David McGreevy (born 1985), is an Irish former Gaelic footballer and sports organiser. He played inter-county football for London GAA and was part of the London team that reached the 2013 Connacht Senior Football Championship final. He is also a co-founder of East Belfast GAA, a cross-community Gaelic games club established in 2020.

==Playing career==

McGreevy is originally from Teconnaught, County Down. He moved to London in 2009 and played club football with Kingdom Kerry Gaels.

McGreevy played for the London senior football team and later served as captain. He was a member of the London side that reached the 2013 Connacht Senior Football Championship final, losing to Mayo.

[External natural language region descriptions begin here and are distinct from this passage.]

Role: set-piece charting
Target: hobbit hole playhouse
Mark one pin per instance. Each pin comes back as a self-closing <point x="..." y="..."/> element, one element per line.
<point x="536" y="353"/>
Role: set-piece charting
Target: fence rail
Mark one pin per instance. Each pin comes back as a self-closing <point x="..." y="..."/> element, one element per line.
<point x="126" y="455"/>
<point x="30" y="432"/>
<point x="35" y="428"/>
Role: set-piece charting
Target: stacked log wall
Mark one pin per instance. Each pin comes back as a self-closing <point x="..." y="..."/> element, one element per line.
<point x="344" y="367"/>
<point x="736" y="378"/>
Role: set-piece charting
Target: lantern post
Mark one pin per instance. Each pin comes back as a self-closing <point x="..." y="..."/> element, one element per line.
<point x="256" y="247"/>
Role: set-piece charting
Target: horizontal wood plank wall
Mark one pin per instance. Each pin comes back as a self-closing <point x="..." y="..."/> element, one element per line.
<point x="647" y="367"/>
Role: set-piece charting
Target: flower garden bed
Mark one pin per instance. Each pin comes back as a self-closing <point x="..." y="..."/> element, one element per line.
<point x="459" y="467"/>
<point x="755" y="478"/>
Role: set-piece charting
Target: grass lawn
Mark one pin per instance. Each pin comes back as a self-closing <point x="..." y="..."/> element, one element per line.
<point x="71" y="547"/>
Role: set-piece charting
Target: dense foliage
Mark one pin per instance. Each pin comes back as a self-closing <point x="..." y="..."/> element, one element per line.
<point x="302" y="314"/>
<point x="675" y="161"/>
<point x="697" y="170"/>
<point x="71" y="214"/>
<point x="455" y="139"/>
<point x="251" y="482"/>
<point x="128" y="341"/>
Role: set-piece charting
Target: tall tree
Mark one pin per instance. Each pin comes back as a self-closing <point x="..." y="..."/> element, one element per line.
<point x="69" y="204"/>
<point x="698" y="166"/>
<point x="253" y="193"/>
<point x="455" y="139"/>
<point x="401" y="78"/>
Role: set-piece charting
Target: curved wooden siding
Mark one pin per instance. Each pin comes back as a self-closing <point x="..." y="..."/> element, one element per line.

London subsequently reached Round 4 of the All-Ireland qualifiers, where they were defeated by Cavan at Croke Park.

In 2016, McGreevy discussed the development of London football and the increasing role of English-born players in an interview with GAA.ie.

==East Belfast GAA==

In May 2020, McGreevy and Richard Maguire co-founded East Belfast GAA after launching the club through a social media appeal seeking players, coaches and volunteers from all backgrounds.

The club was established with a cross-community ethos and attracted significant attention because it was founded in an area of Belfast that had not hosted a GAA club for several decades.

East Belfast GAA experienced rapid growth after its formation, fielding teams in men's football, ladies' football, hurling and camogie. The club has been the subject of coverage by Irish and international media because of its growth and community outreach work.

In 2025, McGreevy stated that the growth of East Belfast GAA suggested there was scope for additional Gaelic games clubs to be established in East Belfast in the future.